Legering
In de metallurgie is een legering (spreek uit: legéring) een mengsel van een metaal met een of meer andere elementen, veelal metalen.
Metaallegeringen
In strikte zin is een legering een vaste oplossing van een metaal in een ander metaal. Het woord legering wordt ook vaak gebruikt voor materialen die bij afkoelen uit de smelt gedeeltelijke fasenscheiding ondergaan.
Veel metalen zijn in gesmolten toestand volledig met elkaar mengbaar. Zelfs in vaste vorm is de onderlinge oplosbaarheid vaak groot. In het geval van elektrum, de legering van zilver met goud, is de vaste oplosbaarheid zelfs over het hele interval van 0 - 100%.
Eigenschappen
Bij afkoelen ontstaan materialen die andere eigenschappen kunnen hebben dan de afzonderlijke samenstellende elementen. Legeringen kunnen bijvoorbeeld harder zijn, een lager smeltpunt hebben, makkelijker bewerkbaar zijn, of minder makkelijk corroderen dan zuivere metalen. De metallurgie is dan ook grotendeels gebaseerd op het manipuleren van de materiaaleigenschappen door het vinden van de juiste samenstelling (men zou kunnen zeggen: juiste graad van verontreiniging) in combinatie met de juiste temperatuurbehandeling.
Enkele legeringen
Voorbeelden van legeringen zijn:
- soldeertin (tin en lood);
- messing (koper en zink, zie ook koperlegering);
- sieradengoud (goud en zilver);
- wit goud (goud en palladium);
- brons (koper en tin, zie ook koperlegering);
- roestvast staal (ijzer en chroom, nikkel en/of mangaan);
- tandartsamalgaam (zilver en kwik);
- Alpaca (koper, zink en nikkel)
Soms is de toegevoegde 'gerichte verontreiniging' niet zelf een metaal. Zo wordt bijvoorbeeld de slijtvastheid van ijzer verbeterd door koolstof toe te voegen, hetgeen vanzelf gebeurt in de productie van gietijzer en staal.
Halfgeleiderlegeringen
In de halfgeleidertechnologie gebruikt men de term legering ook wel om een vaste oplossing van twee halfgeleiders (in plaats van metalen) aan te duiden. Er is grote belangstelling voor dit soort systemen, omdat men de belangrijkste eigenschap van de halfgeleider, de bandgap, kan veranderen door een vaste oplossing te maken. Het is zelfs mogelijk, bijvoorbeeld door zwavel in CuInSe2 te laten diffunderen, om een gradient in de bandgap te maken. Een dergelijk materiaal is een soort fotonfuik. Diep in in het materiaal worden delen van het spectrum geabsorbeerd waar de bovenlaag transparant voor is omdat de bandgap daar groter is.

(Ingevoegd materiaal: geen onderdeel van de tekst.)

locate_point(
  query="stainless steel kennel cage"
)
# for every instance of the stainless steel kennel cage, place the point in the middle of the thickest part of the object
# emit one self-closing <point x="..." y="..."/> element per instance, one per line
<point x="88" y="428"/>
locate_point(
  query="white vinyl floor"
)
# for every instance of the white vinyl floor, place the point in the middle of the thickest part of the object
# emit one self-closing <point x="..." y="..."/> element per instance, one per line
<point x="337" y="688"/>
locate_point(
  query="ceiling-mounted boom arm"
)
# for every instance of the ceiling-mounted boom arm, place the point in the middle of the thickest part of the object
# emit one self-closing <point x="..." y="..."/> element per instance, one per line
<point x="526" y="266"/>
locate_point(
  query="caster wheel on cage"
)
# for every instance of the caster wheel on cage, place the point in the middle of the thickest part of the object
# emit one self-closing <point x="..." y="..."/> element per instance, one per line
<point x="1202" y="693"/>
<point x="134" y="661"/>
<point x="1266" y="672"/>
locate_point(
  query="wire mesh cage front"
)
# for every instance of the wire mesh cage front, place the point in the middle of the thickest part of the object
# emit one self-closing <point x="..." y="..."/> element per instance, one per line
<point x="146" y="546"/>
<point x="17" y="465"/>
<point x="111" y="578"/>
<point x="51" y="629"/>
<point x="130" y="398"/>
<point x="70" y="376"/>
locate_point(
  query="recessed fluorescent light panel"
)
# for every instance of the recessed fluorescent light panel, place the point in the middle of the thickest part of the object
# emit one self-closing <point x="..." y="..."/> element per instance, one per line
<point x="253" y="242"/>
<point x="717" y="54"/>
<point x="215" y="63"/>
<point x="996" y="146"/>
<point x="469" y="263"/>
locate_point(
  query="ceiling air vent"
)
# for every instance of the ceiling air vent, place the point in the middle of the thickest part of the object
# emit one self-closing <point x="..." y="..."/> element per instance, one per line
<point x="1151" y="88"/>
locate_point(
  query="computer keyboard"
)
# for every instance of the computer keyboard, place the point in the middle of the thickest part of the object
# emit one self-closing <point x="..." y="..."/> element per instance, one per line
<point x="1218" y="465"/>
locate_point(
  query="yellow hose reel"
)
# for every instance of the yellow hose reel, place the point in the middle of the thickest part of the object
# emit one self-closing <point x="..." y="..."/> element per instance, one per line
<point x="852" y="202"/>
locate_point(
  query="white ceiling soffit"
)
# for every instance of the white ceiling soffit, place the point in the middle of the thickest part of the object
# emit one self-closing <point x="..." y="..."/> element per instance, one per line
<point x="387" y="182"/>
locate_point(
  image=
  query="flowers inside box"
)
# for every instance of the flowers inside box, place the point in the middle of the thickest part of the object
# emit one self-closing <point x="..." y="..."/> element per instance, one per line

Het is overigens alleen mogelijk om een vaste oplossing van twee vaste materialen te maken als zij verwante structuren met dezelfde symmetrie bezitten. Als de twee materialen een verschillende symmetrie bezitten, is het in het algemeen niet mogelijk een continue verbinding te maken. Er zijn uitzonderingen op die regel, maar die zijn zeldzaam.